To study the impact mechanism of chloride ion (Cl−
) on the remediation of phenol-contaminated groundwater by persulfate (PS) advanced oxidation technology. The effects of temperature, PS concentration, initial pH value, and Cl−
concentration on the degradation of phenol were investigated by thermal activated PS advanced oxidation technology. The spectral characteristics of the reaction solution during phenol degradation were identified by parallel factor analysis. Moreover, the quantities and species of chlorinated toxic by-products were identified by gas chromatography coupled to mass spectrometry, and the degradation mechanism was revealed. The results showed that: (1) Degradation of phenol was promoted by increasing the reaction temperature and PS concentration, and the degradation process was in accordance with the pseudo-first-order kinetics model. (2) The presence of Cl⁻ accelerated the degradation of phenol by thermal activated PS, and the degradation efficiency increased with the increase of Cl⁻ concentration. When Cl−
concentration was retained at 10, 25, and 50 mmol/L, the degradation rate of phenol was reached 100% after the reaction of 5 h. (3) The fluorescence characteristics of the reaction solution can be divided into a four-component model (C1, C2, C3 and C4) during the degradation of phenol.

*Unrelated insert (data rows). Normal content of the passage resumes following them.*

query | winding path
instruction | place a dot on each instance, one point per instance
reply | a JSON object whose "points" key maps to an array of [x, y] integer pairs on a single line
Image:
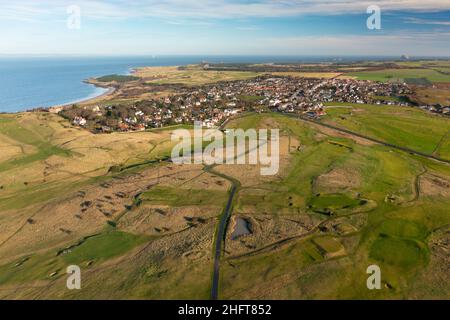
{"points": [[221, 230]]}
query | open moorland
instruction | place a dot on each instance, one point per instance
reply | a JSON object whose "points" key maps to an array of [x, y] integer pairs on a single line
{"points": [[364, 184]]}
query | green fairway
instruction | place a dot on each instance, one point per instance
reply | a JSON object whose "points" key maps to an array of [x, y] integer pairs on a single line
{"points": [[184, 197], [398, 252], [95, 249]]}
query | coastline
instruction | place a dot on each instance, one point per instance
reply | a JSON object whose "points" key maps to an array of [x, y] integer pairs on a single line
{"points": [[91, 99], [109, 92]]}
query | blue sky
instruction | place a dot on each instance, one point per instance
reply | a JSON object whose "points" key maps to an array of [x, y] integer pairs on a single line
{"points": [[225, 27]]}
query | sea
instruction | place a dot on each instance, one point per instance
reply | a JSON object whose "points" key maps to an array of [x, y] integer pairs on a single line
{"points": [[33, 82]]}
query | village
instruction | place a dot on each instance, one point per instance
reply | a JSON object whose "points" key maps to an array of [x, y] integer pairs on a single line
{"points": [[213, 104]]}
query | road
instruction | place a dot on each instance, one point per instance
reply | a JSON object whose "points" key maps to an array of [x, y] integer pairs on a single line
{"points": [[221, 230]]}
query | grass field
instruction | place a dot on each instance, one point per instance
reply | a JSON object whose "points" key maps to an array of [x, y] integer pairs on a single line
{"points": [[192, 75], [339, 204], [407, 127], [392, 232], [402, 75]]}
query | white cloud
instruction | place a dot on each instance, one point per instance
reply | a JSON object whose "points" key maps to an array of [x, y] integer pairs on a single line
{"points": [[429, 22], [30, 9]]}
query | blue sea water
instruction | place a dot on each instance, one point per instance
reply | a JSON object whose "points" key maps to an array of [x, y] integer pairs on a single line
{"points": [[27, 83]]}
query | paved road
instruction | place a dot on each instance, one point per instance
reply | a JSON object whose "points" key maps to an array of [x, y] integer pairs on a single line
{"points": [[220, 238]]}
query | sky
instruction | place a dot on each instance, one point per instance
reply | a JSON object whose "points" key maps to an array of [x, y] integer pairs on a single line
{"points": [[224, 27]]}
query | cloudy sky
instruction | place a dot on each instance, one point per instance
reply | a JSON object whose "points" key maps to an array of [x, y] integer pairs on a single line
{"points": [[223, 27]]}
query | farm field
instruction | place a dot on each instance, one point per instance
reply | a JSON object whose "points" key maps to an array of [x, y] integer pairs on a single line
{"points": [[375, 215], [412, 76], [407, 127], [191, 75], [338, 204]]}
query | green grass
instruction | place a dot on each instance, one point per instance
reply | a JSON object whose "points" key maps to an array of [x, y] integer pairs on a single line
{"points": [[103, 247], [96, 249], [404, 229], [400, 253], [406, 127], [37, 138], [400, 75], [333, 202], [184, 197]]}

Fluorescence intensity of C1 and C2 components decreased more significantly in the presence of Cl−
. C3 and C4 components are assigned to the degradation products of phenol, and the fluorescence intensity of C3 increased first and then decreased during the reaction. (4) Seven chlorinated toxic by-products (2-chlorophenol, 4-chlorophenol, 2,4-dichlorophenol, chlorohydroquinone, 3,5-dichlorocatechol, 2,3-dichloro-2-methylbutane, and 2-chloro-4-methyl-2-pentanol) were detected, and the degradation mechanism was proposed using the mass spectrometry, including hydroxylation/oxidation and chlorination process. The study showed that Cl−
can promote the remediation efficiency of thermal activated PS for phenol-contaminated groundwater, but also induce the generation of chlorinated toxic by-products due to the chlorination process, which will provide support for environmental safety evaluation of PS advanced oxidation technology for phenol-contaminated groundwater.